В памяти Кареева сохранилась информация из прошлой жизни, что где-то в конце войны 1-ю степень ордена Кутузова получили несколько человек, не имеющих генеральских званий. Про орден Суворова 1-й степени вспоминался только полковник Грачев, летчик, возивший Сталина в Тегеран, это Кирилл в мемуарах Голованова вычитал. Кузнецов тем временем продолжал:
- Действия бригады обеспечили стратегический успех на южном участке фронта, Верховный это отметил и принял такое решение. Разумеется, я и Василевский его поддержали. Очень рад за тебя!
Адмирал замолчал и побарабанил пальцами по столу.
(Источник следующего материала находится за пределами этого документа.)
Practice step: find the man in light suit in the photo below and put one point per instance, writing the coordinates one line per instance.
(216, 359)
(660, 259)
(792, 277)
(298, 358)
- Сегодня можно было тебя не дергать, награждение завтра в 14 часов, но в 21 час нас примет товарищ Сталин. Не скрою, сейчас ГМШ и Генштаб обсуждают вопрос дальнейшего использования бригады. Некоторые такие идеи выдвигают, что я диву даюсь, но это дело прошлое. Я уверен, Верховный захочет узнать твои предложения. Я понимаю, времени мало, но ты все равно подумай хорошенько. Не скрою, некоторым не по душе тот факт, что товарищ Сталин тебя и твою бригаду в пример ставит, поэтому, если ты споткнешься, тихо порадуются. Так что думай, комбриг, думай. Лучше самому выбрать для себя задание, трудное, но выполнимое, чем действовать по чужому плану. Земноводный ты, вот в чем твоя особенность. Ни морской штаб, ни сухопутчики в полной мере такую операцию спланировать пока не могут. Но если хочешь знать мое мнение, то на Черноморском побережье пока делать нечего, об освобождении Одессы, Николаева и Херсона в ближайшем будущем речи нет. А на другие участки фронта твои десантно-высадочные средства перебрасывать долго и очень тяжело, да и смысла, наверное, нет. И еще. Я в сухопутной тактике разбираюсь очень слабо, но от Василевского и Шапошникова слышал, что они твое умение наладить взаимодействие пехоты, танков, артиллерии, авиации и инженерных подразделений, а также разведку очень высоко оценивают. Это к тому, что если тебе понадобится что-либо и оно есть, получишь наверняка!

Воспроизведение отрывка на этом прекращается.